Deby's French backing
With the help of France, on December 1, 1990, Idriss Deby successfully toppled the government of Chadian President Hissene Habre, to whom he had long been loyal. The coup ended one of the bloodiest dictatorships on the African continent.
That day, Deby told the people of Chad, who had been yearning for justice, freedom and prosperity, that he would bring them not gold or silver but freedom and democracy. On April 11, Deby will be vying for a sixth term as president, with neither gold nor silver, nor democracy for that matter, in sight.
When Deby made his promise back in 1990, the world was undergoing significant political shifts. In Europe, for example, Communist dictatorships were falling swept away. And the people of Chad, whose freedoms had been trampled upon by the previous regime, were hungry for democratic reforms.
Chad's constitutional changes
Deby took a page out of the playbook of other former French colonies by convening a national conference in 1993 to draw up a new constitution. Adopted in 1996, that constitution allowed the president a maximum of two terms in office. But it was amended in 2005 to remove the two-term limit, essentially clearing the way for future power grabs.
By the time Chad had become an oil-producing country, Deby had emerged as a self-styled strongman.
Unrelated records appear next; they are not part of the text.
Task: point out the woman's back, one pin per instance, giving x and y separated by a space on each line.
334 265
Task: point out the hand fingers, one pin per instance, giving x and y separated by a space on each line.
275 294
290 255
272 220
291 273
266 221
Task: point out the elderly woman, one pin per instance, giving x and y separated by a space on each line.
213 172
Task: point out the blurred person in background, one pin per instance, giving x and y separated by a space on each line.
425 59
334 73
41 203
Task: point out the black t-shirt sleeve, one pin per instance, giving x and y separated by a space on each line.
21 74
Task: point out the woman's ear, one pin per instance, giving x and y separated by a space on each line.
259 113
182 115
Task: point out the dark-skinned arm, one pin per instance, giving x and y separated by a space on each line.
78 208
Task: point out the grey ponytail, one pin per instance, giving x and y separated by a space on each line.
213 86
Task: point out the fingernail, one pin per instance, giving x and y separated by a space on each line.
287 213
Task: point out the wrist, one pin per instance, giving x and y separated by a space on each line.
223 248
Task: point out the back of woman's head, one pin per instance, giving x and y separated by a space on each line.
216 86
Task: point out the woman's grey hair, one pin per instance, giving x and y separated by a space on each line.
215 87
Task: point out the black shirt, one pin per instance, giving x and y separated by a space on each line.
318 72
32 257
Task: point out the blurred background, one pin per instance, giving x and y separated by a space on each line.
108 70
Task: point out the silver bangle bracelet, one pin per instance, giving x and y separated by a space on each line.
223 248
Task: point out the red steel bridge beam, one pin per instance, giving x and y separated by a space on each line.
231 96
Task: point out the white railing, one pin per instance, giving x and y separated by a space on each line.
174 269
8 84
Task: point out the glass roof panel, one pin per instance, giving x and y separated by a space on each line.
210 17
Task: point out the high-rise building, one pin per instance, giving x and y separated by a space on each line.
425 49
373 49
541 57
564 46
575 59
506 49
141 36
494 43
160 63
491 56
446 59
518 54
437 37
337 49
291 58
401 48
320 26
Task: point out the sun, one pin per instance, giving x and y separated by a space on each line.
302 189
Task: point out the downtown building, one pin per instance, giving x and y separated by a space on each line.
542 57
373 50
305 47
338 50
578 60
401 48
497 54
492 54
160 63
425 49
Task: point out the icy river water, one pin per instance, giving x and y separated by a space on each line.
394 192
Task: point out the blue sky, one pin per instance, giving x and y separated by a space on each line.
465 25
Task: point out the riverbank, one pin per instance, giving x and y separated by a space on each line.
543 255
Instead of diversifying the economy, modernizing its infrastructure or spending oil profits evenly throughout Chad, he took a different approach. He viewed his country's newfound revenue not as belonging to the people, as one would expect, but rather as his own money — which went straight into his family's pockets.
Chad has been exporting oil since 2003. In 2012, Infrastructure and Transportation Minister Adoum Younoussmi said petroleum was what brought the country growth. According to his ministry, Chad produced more than 120,000 barrels of oil a day, earning revenues of around €4.5 billion between 2004 and 2011. Not bad for a country of just 15 million people.
Diverting Chad's wealth
The government had promised that the wealth generated would go to alleviating poverty in one of the poorest countries in the world. Schools, streets and hospitals were built, albeit of a low quality, in the north of the country, where the president happens to be from. The south fared far worse. In southern Chad, and especially the country's oil-producing region, the population continues to live in abject poverty.
The lion's share of the funds are either lining the pockets of Chad's ruling minority or have been invested in arms to fend off numerous coup attempts. Normal people in Chad continue to suffer. Mortality rates from famine, malaria and dysentery remain high, with no access to clean drinking water, functioning hospitals or trained doctors in many regions — despite the fact the government had pledged to earmark 70% of the country's oil revenues for fighting poverty.
Chad has become the property of a single man and the circle he rules with. On paper, the country is still a democracy. But the reality is very different. Journalists are regularly thrown into jail. Granted, these breaches of the rule of law are not only the president's doing. His henchmen also abuse their power. The country's opposition is prohibited from gathering and since 2015 has been barred from organizing demonstrations. Those who do so risk imprisonment.
But Deby has nothing to fear. Chad continues to enjoy a special relationship with France and plays a key role in fighting terror in the Sahel region. Paris has effectively written him something of a blank check, and has on many an occasion bailed him out militarily when others tried to topple him.
France would be well advised to improve its ties with Chad's younger generation and forces of change. This would mean a break with Deby and his ruling clan, who are impeding any hope for democracy. Many in Chad are skeptical that April's elections will be free and fair. It seems unlikely that the will of the people will be respected.